L’Odissea

Alberto Laggia


Piccoli schiavi delle miniere               di Luca Fiordiloto        Nella Bolivia, migliaia di ragazzi e bambini lavorano nelle miniere del Cerro Rico per estrarre l’argento dalla miniera.         Rodolfo ha otto anni e ha già imparato a distinguere i sassi che contengono zinco, da quelli con l’argento e a scartare le parti con poco minerale. Dentro la miniera, a 400 metri di profondità, riempie sei sacchi al giorno. Due giorni alla settimana aiuta suo padre, negli altri giorni deve andare a scuola. Tra non molto userà la dinamite, innescherà detonatori, abbandonerà la scuola e metterà il caschetto. Rodolfo è uno dei migliaia di ragazzi che lavorano nelle miniere del Cerro Rico.         Ai piedi del Cerro c’è una città chiamata Portosì che è la città più alta del mondo. Crebbe a tal punto grazie alle vene d’argento della sua montagna e divenne la città più vasta e ricca dell’America Latina. Le miniere, produssero tanta ricchezza, ma altrettante furono le tragedie: si contano otto milioni di vittime.     La montagna continua a generare schiavi.
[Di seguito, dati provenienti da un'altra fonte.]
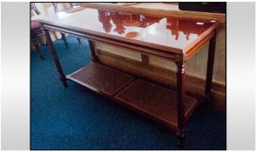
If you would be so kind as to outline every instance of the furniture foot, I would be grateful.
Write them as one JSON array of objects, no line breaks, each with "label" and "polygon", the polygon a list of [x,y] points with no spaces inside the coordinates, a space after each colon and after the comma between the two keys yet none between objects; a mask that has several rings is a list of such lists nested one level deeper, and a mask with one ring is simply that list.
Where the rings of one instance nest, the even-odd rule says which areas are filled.
[{"label": "furniture foot", "polygon": [[67,49],[69,49],[69,45],[68,45],[68,41],[66,38],[66,36],[64,33],[60,33],[61,34],[61,38],[63,39],[64,45],[66,46]]},{"label": "furniture foot", "polygon": [[177,138],[178,138],[178,145],[183,148],[185,146],[185,129],[178,130]]},{"label": "furniture foot", "polygon": [[81,37],[77,37],[77,40],[78,41],[79,44],[81,44]]},{"label": "furniture foot", "polygon": [[40,56],[41,60],[44,60],[41,47],[39,45],[39,43],[38,43],[37,37],[33,37],[32,42],[33,42],[33,43],[34,43],[34,45],[36,47],[36,50],[37,50],[39,56]]},{"label": "furniture foot", "polygon": [[62,82],[63,86],[64,86],[64,88],[67,88],[67,87],[68,87],[67,79],[66,79],[65,76],[64,76],[64,77],[63,77],[63,76],[59,76],[59,80]]}]

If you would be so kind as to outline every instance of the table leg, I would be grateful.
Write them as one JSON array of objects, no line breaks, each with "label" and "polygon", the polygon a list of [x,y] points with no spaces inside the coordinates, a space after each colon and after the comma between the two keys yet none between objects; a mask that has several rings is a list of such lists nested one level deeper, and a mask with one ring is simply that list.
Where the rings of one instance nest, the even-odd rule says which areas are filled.
[{"label": "table leg", "polygon": [[91,61],[92,62],[98,62],[98,57],[97,57],[96,53],[95,53],[95,49],[94,49],[94,46],[93,46],[93,43],[91,40],[88,40],[88,43],[89,43],[89,47],[90,47],[91,54]]},{"label": "table leg", "polygon": [[64,41],[64,45],[66,46],[67,49],[69,49],[69,44],[68,44],[68,41],[66,38],[66,36],[64,33],[60,33],[61,34],[61,39]]},{"label": "table leg", "polygon": [[184,146],[185,139],[185,63],[181,56],[177,56],[178,59],[177,65],[177,97],[178,97],[178,143],[180,146]]},{"label": "table leg", "polygon": [[50,36],[50,33],[49,33],[48,30],[44,30],[44,33],[45,33],[46,41],[48,43],[50,53],[51,53],[51,57],[52,57],[52,59],[54,61],[55,66],[57,68],[59,79],[63,83],[63,85],[64,87],[67,87],[68,83],[67,83],[66,76],[64,76],[64,74],[63,72],[61,64],[59,63],[57,55],[56,53],[56,50],[55,50],[55,48],[54,48],[54,45],[52,43],[52,41],[51,41],[51,36]]},{"label": "table leg", "polygon": [[214,64],[214,55],[216,48],[216,35],[215,31],[214,36],[210,40],[209,50],[208,50],[208,63],[207,63],[207,73],[205,81],[205,97],[208,102],[212,99],[212,72]]}]

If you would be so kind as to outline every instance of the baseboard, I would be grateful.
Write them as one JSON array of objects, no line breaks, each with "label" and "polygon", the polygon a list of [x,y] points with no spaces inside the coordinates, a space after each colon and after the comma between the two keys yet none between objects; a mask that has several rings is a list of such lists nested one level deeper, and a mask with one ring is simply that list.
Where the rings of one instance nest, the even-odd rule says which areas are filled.
[{"label": "baseboard", "polygon": [[[150,65],[146,62],[129,59],[101,50],[97,50],[97,55],[99,62],[103,64],[152,81],[172,89],[176,89],[175,71]],[[186,93],[199,100],[203,99],[205,97],[205,81],[203,78],[187,75],[185,83]],[[226,85],[213,82],[212,92],[213,107],[218,110],[226,111]]]}]

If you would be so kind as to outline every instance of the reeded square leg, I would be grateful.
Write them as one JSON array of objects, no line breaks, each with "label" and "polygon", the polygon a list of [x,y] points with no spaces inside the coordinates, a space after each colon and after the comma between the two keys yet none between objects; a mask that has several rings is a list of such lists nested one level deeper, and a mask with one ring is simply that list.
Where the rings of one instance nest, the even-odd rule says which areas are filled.
[{"label": "reeded square leg", "polygon": [[217,31],[215,30],[214,36],[210,40],[209,50],[208,50],[208,63],[207,63],[207,73],[205,80],[205,100],[207,102],[212,101],[212,74],[214,65],[214,55],[216,48],[216,36]]},{"label": "reeded square leg", "polygon": [[178,55],[175,57],[175,63],[177,65],[177,98],[178,98],[178,143],[180,146],[184,146],[185,140],[185,63],[183,56]]}]

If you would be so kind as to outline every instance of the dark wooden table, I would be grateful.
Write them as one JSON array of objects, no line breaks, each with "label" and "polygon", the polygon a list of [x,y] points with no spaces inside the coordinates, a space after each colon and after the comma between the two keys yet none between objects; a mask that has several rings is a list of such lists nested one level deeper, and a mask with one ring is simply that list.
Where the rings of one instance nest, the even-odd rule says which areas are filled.
[{"label": "dark wooden table", "polygon": [[[93,89],[132,110],[140,112],[177,132],[184,145],[185,122],[199,102],[185,95],[185,63],[208,41],[205,97],[211,100],[217,29],[216,21],[165,17],[97,9],[79,9],[51,16],[38,16],[59,79],[67,79]],[[49,30],[85,37],[91,63],[65,76]],[[177,90],[172,91],[100,63],[91,41],[131,49],[142,55],[173,61],[177,65]]]}]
La polvere di silice che si respira nelle gallerie accorcia la vita dei lavoratori, la silicosi arriva dopo dieci anni di lavoro nelle miniere. Nonostante una legge impedisca il lavoro minorile qui si inizia a scavare da ragazzini. Quando cominciano le vacanze al Cerro sono tre o quattro mila i minori che lavorano.          Questa terra che era la più ricca, ora è diventata una delle regioni più povere della Bolivia. La nostra guida dentro la miniera di San Juan de Dios, si chiama Freddy. Ha appena compiuto 19 anni, più della metà trascorsi in miniera. Per dare una mano in famiglia è diventato minatore: ha fatto molte mansioni nella miniera. Nelle miniere si lavora senza mascherina perché l’attrezzatura devono comprarla personalmente i minatori. Se devono comprare tutto, dei 200 boliviani, resta molto poco. Da secoli i minatori di Potosì vivono sotto terra anche a 45 gradi di temperatura.         Sono ossequienti alla divinità della miniera, chiamata el Tio perché se lo preghi, secondo un’antica credenza, ti fa trovare una buona vena argentifera e ti preserva dai pericoli. Se sapessero, che la divinità è stata aggiunta dagli spagnoli per costringerli a lavorare di più, sfruttando la loro superstizione. Ora che Potosì ha ripreso a esportare l’argento, la miniera ha ricominciato a far lavorare dei bambini.